Histological analysis of TA muscles at 12 weeks postinjury. (A) H&E images of TA muscle cross sections for uninjured native tissue, (B) no repair, (C) CG scaffold, and (D) PPy-doped scaffold experimental groups at 12 weeks post-VML. Dashed red line indicates the concave VML defect area that remained due to limited tissue regeneration in the no repair group. Red squares denote regions of magnified images (E–H). (E) Magnified views of native tissue, (F) no repair, (G) the CG scaffold, and (H) the CG-PPy scaffold experimental groups. Arrows indicate myofibers with centrally located nuclei. Scale bars: 1 mm (top); 100 μm (bottom).

Figure 5

Myofiber cross-sectional area is significantly reduced in nontreated muscle tissues. (A) Representative laminin-stained sections of TA muscles for native uninjured control, (B) no repair, (C) nonconductive CG scaffolds, and (D) conductive CG-PPy scaffold-treated muscles at 12 weeks post-VML. Red rectangles denote regions of VML injury used for FCSA analysis. (E, H) Colorized outputs from SMASH software with each color representing individually segmented myofibers corresponding to (A, D), respectively. (I) Muscle fiber count at the VML injury was not statistically different from native muscle across experimental groups. (J) Median fiber cross-sectional area (FCSA) was significantly reduced in NR muscles. (K) FCSA relative frequency curves show a leftward shift toward smaller muscle fibers compared to uninjured muscle regardless of treatment type.

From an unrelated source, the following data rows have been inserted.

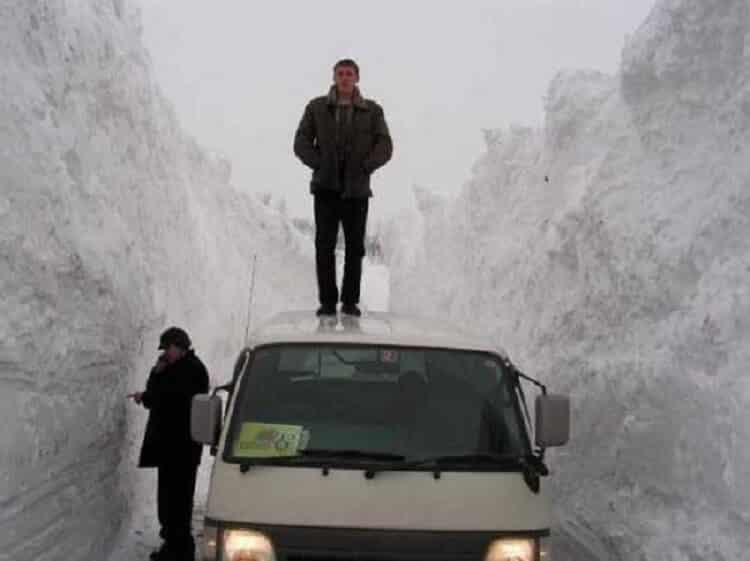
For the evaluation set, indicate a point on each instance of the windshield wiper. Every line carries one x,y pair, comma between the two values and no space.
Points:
332,453
356,454
438,462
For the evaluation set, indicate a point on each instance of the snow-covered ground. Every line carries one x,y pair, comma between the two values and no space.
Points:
113,225
609,253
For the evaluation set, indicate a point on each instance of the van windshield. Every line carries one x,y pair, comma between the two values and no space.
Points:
373,403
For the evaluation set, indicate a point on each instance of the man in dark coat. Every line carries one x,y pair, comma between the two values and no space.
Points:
177,376
343,138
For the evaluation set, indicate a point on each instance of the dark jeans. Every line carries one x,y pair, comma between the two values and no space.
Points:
174,499
330,209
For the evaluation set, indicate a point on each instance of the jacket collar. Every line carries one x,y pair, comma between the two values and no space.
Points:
357,100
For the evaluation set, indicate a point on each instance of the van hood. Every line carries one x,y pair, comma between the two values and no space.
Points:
398,500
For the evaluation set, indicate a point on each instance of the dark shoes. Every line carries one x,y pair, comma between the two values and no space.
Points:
161,554
346,309
326,310
351,310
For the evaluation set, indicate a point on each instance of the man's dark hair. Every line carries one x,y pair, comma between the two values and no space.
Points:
175,336
347,62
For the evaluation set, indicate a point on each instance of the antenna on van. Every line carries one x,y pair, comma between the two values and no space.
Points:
250,300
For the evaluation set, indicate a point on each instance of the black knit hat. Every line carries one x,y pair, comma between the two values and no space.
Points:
174,336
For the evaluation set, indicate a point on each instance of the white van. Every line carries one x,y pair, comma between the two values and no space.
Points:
376,439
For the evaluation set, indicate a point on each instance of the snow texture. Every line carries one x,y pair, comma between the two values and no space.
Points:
113,225
622,278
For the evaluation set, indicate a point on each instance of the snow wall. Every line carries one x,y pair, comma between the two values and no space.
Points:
113,225
622,278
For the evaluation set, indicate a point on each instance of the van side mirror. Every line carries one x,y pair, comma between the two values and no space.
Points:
552,422
205,419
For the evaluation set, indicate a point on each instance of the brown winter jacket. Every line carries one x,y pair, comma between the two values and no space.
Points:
369,147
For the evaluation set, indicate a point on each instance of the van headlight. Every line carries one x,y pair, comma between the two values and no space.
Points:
246,545
511,550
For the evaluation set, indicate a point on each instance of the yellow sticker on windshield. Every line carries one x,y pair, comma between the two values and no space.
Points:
261,440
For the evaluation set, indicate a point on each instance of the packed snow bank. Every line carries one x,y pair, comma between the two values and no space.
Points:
113,225
621,278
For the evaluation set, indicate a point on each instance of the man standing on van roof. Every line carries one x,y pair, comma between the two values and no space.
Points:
167,445
343,138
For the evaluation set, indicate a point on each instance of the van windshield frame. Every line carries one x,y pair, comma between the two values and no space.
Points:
371,405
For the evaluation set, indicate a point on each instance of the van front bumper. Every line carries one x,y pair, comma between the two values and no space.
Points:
304,543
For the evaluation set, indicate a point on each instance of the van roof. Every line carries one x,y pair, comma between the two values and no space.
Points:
379,328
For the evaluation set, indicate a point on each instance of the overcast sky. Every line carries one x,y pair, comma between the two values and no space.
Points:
239,73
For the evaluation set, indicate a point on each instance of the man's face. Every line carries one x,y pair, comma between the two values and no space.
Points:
345,78
173,353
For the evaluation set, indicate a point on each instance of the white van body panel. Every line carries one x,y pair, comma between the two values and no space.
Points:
403,500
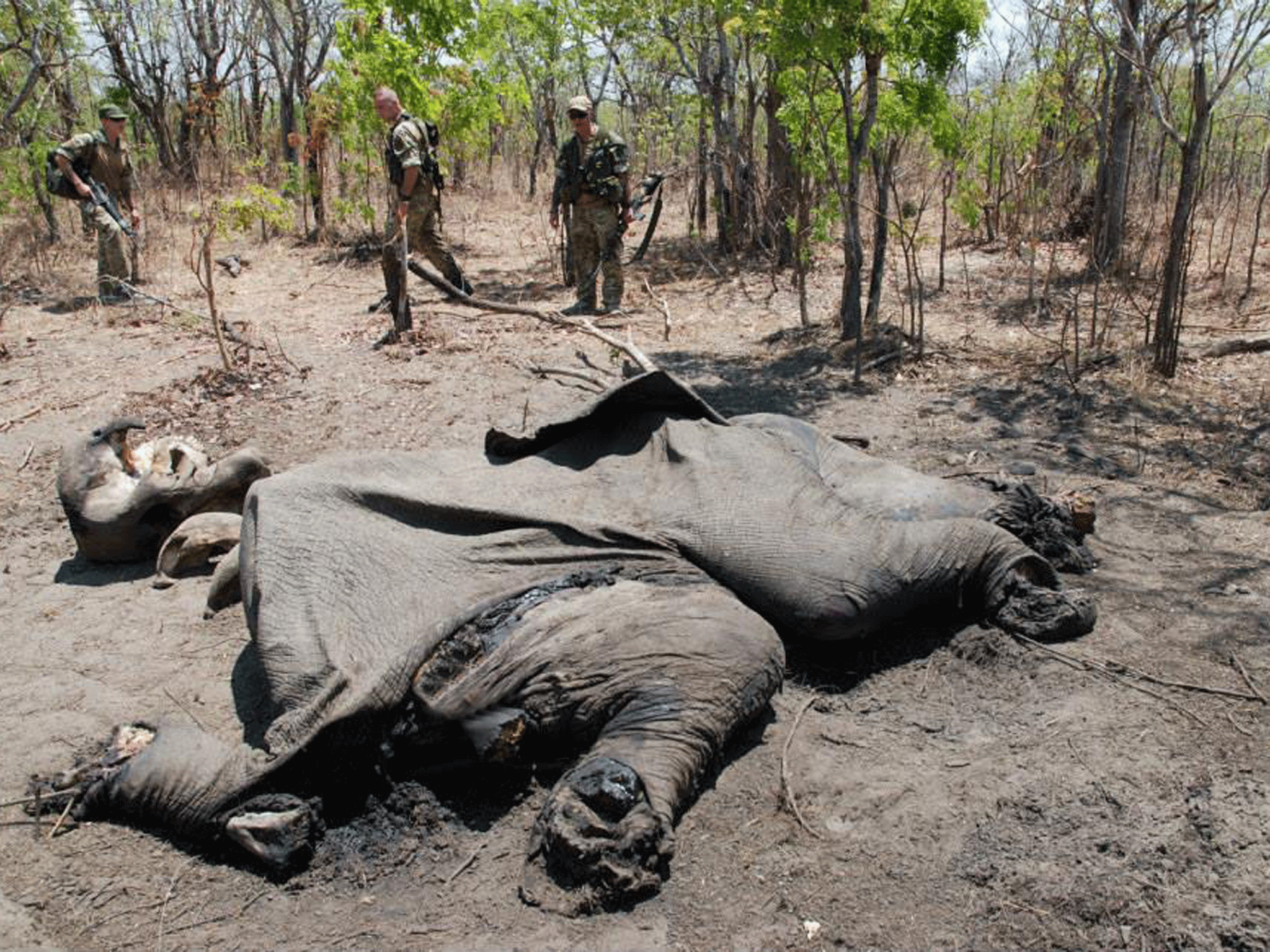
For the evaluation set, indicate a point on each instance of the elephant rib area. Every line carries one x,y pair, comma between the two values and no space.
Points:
657,671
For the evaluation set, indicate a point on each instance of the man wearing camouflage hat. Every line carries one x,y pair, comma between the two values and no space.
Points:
104,156
414,198
592,177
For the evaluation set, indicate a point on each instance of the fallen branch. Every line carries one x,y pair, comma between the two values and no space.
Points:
1095,667
556,318
564,372
189,712
61,818
225,327
464,865
786,787
1248,678
1240,346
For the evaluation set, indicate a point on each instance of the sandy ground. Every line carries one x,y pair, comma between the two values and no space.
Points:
966,794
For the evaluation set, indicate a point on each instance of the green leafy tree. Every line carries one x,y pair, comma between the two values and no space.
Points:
856,43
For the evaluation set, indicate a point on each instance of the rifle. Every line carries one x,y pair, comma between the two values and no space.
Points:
102,198
402,319
649,187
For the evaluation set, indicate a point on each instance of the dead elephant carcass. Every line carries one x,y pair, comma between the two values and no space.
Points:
624,576
123,501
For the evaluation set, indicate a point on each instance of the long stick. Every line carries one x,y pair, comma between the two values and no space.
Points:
403,318
786,787
556,318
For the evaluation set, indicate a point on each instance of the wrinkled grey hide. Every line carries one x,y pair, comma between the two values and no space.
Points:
122,501
621,576
894,491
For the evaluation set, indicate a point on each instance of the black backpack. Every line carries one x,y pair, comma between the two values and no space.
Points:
56,182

Data are presented as Mean ± SD while panel (J) data are presented as the median (line: median) with interquartile range (whiskers). n.s.: no statistically significant differences. n = 3 muscles per experimental group. Scale bar: 1 mm.

Figure 6

Scaffold-treated muscles show elevated macrophage infiltration at VML injury compared to native muscle. (A–D) Representative images of macrophage infiltration at 12 weeks post-VML. Images were taken at the site of VML injury and stained for CD68 (green, arrow) and CD163 (red, arrowhead). (E) CD68⁺/CD163^– M1 macrophages remained elevated in CG and CG-PPy scaffold-treated muscles, indicating a prolonged wound healing response although these results were not statistically significant. (F) Quantification of CD163⁺ cells indicative of M2 macrophages showed no statistically significant differences across the experimental groups. Units for y-axes in panels (E, F): Macrophages per field of view. Data presented as Mean ± SD. n.s.: no statistically significant differences. n = 3 muscles per experimental group. Scale bar: 200 μm.

Figure 7

Conductive scaffolds support higher levels of neovascularization at 12 weeks post-VML. (A–D) Representative images of vascular staining at 12 weeks post-VML. Images were taken at and around the defect site showing CD31⁺ cells (red, arrowhead) and αSMA⁺ structures (green, arrow) within the region of interest. (E–H) Magnified images of muscle defect areas in (E) native, (F) no repair, (G) CG scaffold, and (H) CG-PPy scaffold experimental groups. (I) CD31⁺ cell counts were significantly elevated in CG-PPy scaffold-treated muscles. (J) The number of αSMA⁺ structures was significantly increased in CG-PPy scaffold-treated muscles compared to all other experimental groups. Units for y-axes in panels (I, J): Cells/structures per field of view. Data presented as Mean ± SD. ** P < 0.01, *** P < 0.001, **** P < 0.0001. n = 3 muscles per experimental group. Scale bars: 2 mm (A–D) and 100 μm (E–H).

Figure 8

Muscle innervation is significantly reduced in nontreated muscles at 12 weeks post-VML. (A–D) Representative images of neurofilament staining at 12 weeks post-VML. NF200 structures (green, arrow) were quantified from images across longitudinal muscle sections. (E) Quantification of NF200 structures revealed that CG scaffold-treated tissues possess statistically similar levels of peripheral nerves compared with native muscle. Units for y-axis in panel (E): structures per field of view. Data are presented as Mean ± SD. * P < 0.05. n = 3 muscles per experimental group. Scale bar: 200 μm.